While our measures of access to early support addressed limitations of previous research by capturing access to a range of early support provisions across service systems, our measures did not take into account if the support accessed was appropriate, high quality, and/or met child or family needs. Furthermore, contact with multiple services is often required to obtain formal identification of developmental disabilities or other child and family needs (e.g., physical and mental health, education, social care) in the UK, therefore increased access may reflect the complexity of the early support system (e.g., disjointed approach across services, requiring referrals from primary services to access specialized professionals or services; Sapiets et al.,
2023), rather than indicating improved quality of early support for families. Therefore, no assumption on the quality of support received should be made based on the findings. This should be explored in future research.

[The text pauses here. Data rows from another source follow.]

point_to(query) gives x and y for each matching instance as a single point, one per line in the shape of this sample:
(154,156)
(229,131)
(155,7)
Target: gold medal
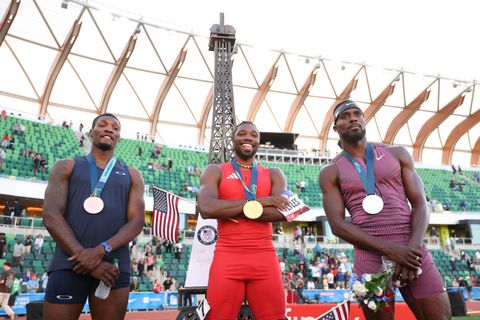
(253,209)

Lastly, due to convenience sampling, there is potential risk of bias. Recruitment methods may have missed some families, including those who were not in contact with services or the organizations that supported with recruitment, those not wanting support, or those unaware of (potential) child developmental disability. Therefore, our sample may be biased towards families who are in already contact with some early support sources. While the study included a diverse sample in relation to socioeconomic indicators, for example income poverty (58.4% of participants, compared to 32% of UK households in 2020; Department for Work and Pensions,
2021) and unemployment (18.4% of participants, compared to 13.4% of UK households in 2021; Office for National Statistics,
2021), there was an underrepresentation of participants from ethnic minority groups (14.6% of participants, compared to 19.4% of the population of England and Wales in 2011; Office for National Statistics,
2018). Future research could address this by designing culturally and linguistically accessible studies and targeting recruitment to promote participation from families typically underrepresented in research. Furthermore, no definition of parent or parental caregiver was provided in the study advert or information sheet, which may have impacted who took part.
Conclusion
Multiple factors influence access to early support for families of young children with suspected or diagnosed developmental disabilities across the UK. Efforts to improve access need to be multi-pronged to reflect this, such as enhancing processes for formal identification of need, addressing socioeconomic disparities by reducing poverty and increasing funding for services, empowering families with information and practical support, and providing more accessible support across service systems.